The first thing we need to do is define evil. It is perhaps impossible to define love in a way, which will satisfy all of us. We will probably all agree that love is usually an attraction between two people, which makes them feel good about themselves and the other person and about life in general. On the other hand, the love that is powerful and romantic goes way beyond such a feel-good experience. For the sake of this study, we must agree that Catherine and Heathcliff love one another, but the question is whether that love is healthy. Just because it is unhealthy does not mean that it is not love.
However, if it is so unhealthy that it becomes destructive to both of them, and then we can start to see it as evil. To this reader, their love is tied up with evil because their love has become more important than anything else in their lives and because it is destroying both of them. It is evil to expect another human being to do for you what it is impossible for another human being to do. Heathclif and Catherine see each other as gods, or as God, and expect to be saved by the other as God would save one. They see love as something, which they can throw themselves into and disappear, and at that point love becomes destructive and evil.

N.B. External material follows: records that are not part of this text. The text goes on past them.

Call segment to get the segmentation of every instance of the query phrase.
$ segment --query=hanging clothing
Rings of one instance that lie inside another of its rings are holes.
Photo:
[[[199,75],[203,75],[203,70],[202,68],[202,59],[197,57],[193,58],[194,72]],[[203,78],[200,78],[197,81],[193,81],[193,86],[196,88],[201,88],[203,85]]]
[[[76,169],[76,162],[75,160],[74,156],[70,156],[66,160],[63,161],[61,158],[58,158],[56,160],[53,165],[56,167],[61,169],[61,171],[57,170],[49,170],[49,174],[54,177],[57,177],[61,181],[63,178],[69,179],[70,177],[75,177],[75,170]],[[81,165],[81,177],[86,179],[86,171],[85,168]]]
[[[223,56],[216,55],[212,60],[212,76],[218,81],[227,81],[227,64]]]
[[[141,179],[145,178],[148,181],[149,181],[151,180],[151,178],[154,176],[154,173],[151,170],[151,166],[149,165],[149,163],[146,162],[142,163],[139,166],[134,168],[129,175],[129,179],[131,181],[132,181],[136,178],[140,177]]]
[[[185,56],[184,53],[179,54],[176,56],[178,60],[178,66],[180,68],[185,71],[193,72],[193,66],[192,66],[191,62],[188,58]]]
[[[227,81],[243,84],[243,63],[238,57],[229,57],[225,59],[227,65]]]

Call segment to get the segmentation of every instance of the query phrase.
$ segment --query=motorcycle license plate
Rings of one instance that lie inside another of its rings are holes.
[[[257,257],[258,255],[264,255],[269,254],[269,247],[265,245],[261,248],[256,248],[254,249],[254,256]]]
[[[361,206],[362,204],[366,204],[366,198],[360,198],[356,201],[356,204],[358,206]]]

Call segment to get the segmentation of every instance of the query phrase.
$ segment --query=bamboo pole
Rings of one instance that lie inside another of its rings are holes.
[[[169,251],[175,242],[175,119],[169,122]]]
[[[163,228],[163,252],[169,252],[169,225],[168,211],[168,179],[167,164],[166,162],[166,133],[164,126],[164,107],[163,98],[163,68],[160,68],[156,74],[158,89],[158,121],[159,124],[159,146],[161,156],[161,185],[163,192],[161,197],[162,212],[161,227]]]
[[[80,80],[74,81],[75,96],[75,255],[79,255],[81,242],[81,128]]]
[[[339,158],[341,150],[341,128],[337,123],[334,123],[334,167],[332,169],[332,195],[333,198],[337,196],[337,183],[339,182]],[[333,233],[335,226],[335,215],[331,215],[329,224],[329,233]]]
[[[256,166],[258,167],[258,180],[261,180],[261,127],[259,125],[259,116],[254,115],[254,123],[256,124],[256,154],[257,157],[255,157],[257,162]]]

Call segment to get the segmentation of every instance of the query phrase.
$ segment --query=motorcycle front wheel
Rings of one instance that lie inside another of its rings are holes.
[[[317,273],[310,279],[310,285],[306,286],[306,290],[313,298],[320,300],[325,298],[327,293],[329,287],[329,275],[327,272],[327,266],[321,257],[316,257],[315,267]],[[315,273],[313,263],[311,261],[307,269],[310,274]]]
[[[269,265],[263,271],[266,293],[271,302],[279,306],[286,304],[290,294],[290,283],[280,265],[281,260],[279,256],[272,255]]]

The love which Catherine and Heathcliff share is a love which many people would like to have, but only because they see the passion and the thrill of such a powerful love. They forget that the passion can get out of control and begin to destroy the lovers, as well as those near and dear to them. That is what Bronte’s novel shows us and reminds us about this kind of powerful, romantic love. It does not get out of control in the case of these two lovers, and becomes evil.
Heathcliff is shown to be a dark and even hateful character the moment we meet him on the first two pages of the book. Lockwood sees himself as a kind of kin to Heathcliff, and sees the region as a fit for heir dark personalities.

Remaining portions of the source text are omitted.